Lestari Moerdijat, Wakil Presiden TRIBUNNEWS.COM-MPR, mengatakan masyarakat Indonesia sudah menyadari bahwa dalam menghadapi kesulitan saat pandemi Covid-19, seluruh warga negara harus bersatu. Gotong royong dan solidaritas merupakan nilai dan aset dasar yang sangat penting dalam merespon dampak pandemi Covid-19, termasuk antisipasi penurunan ekonomi.

“Gotong royong merupakan nilai fundamental bangsa yang sangat dibutuhkan. Tema Lestari Moerdijat adalah” Tingkatkan gotong royong. Nilai untuk meramalkan resesi ekonomi dikatakan dalam pembahasan empat pilar: Kondisi saat ini juga merupakan semangat persatuan dan kerjasama. Keadaan negara saat ini membutuhkan kerja sama semua pihak.

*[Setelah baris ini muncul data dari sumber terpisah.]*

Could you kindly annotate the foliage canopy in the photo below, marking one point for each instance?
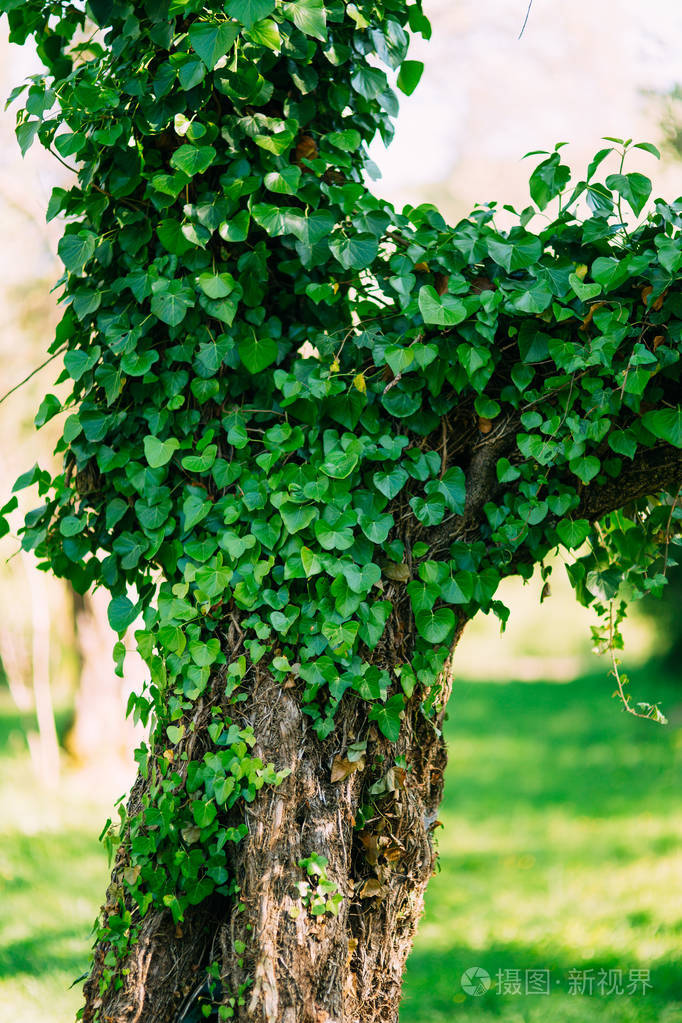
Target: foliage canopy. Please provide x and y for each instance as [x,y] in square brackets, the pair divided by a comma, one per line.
[294,407]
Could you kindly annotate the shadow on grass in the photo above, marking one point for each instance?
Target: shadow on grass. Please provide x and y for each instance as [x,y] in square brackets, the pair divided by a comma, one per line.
[43,952]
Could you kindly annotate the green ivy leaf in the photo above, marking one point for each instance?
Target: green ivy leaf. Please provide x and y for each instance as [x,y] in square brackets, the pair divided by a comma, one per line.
[436,626]
[409,76]
[211,42]
[193,160]
[158,452]
[247,12]
[77,250]
[443,310]
[635,189]
[666,424]
[391,482]
[122,613]
[573,532]
[389,715]
[171,300]
[257,353]
[309,16]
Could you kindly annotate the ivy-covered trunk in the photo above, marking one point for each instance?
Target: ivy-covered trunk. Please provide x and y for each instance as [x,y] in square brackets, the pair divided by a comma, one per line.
[330,875]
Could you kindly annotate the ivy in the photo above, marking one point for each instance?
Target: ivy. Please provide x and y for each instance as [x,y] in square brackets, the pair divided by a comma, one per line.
[282,387]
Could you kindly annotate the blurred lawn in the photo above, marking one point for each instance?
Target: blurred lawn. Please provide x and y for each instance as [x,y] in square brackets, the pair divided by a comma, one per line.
[52,879]
[561,849]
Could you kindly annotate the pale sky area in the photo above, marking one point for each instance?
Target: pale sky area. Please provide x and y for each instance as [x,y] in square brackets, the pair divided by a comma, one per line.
[581,71]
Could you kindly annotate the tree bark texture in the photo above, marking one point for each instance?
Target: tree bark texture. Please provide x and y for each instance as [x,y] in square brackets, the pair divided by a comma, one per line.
[349,968]
[301,968]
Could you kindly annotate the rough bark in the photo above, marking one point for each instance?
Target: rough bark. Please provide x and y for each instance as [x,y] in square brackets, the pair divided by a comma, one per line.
[304,969]
[345,969]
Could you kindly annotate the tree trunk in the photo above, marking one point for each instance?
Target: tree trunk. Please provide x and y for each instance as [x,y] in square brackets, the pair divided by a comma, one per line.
[100,731]
[296,967]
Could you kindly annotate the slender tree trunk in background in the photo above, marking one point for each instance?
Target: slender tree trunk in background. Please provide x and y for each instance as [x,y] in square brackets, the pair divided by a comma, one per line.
[301,968]
[100,730]
[45,745]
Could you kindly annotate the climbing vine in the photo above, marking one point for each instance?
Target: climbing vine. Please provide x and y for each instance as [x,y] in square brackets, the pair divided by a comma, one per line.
[294,408]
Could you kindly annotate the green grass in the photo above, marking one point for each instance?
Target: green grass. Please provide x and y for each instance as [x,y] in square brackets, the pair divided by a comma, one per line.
[52,878]
[561,849]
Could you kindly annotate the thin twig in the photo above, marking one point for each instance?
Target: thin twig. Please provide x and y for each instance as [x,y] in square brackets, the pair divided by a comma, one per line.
[528,13]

Media Center MPR / DPR RI, Senayen, Jakarta, Gedung Aula Nusantara III, 9 Februari 2020, -yang lain dalam diskusi adalah Partai MPR Golkar Ace Hasan Syadzily, Staf Ahli Menteri Antar Kementerian dan Humas Antar Lembaga UMKM Luhur Pradjarto, NCBI (National and Role Building Institute) Chairman / Founder Julman Saragih (Lestari Moerdijat) panggilan akrab Rerie pada Mei 2020 Survei keinginan dan sampel acak sebanyak 389 responden dilakukan antara bulan Juni hingga Juni 2020. Dari survei tersebut, responden sepakat bahwa Covid-19 merupakan ancaman. Wakil Dewan Partai Nasdem Ketua mengatakan: “Lebih dari 31% responden setuju bahwa Covid-19 adalah ancaman. Jika digabungkan, lebih dari 70% orang setuju dan tahu bahwa Covid-19 adalah ancaman. “Rerie mengutip analisis lain bahwa ekonomi adalah ancaman utama pandemi Covid-19 .-” Oleh karena itu, publik secara fundamental memahami bahwa pandemi Covid 19 tidak hanya mengancam kesehatan, tetapi juga karena pandemi Covid-19. Hambatan atau ekses dapat menyebabkan masalah besar. Artinya, menurunnya aktivitas ekonomi. Janganlah kita lupa bahwa beliau mengatakan: “Ini adalah masalah stabilitas nasional. Bagaimana mempertahankan diri dari penyakit, berbagai masalah dan keresahan sosial.” – Menurut Rerie, Indonesia memiliki empat konsensus nasional dalam menghadapi tantangan tersebut. The Charities Aid Foundation di Indonesia mengutip sebuah survei bahwa indeks donasi negara terus tumbuh dalam 10 tahun terakhir. (Gotong royong) dan kemurahan hati adalah kekayaan sosial untuk mengatasi Covid-19. Gotong royong telah menjadi identitas bangsa Indonesia.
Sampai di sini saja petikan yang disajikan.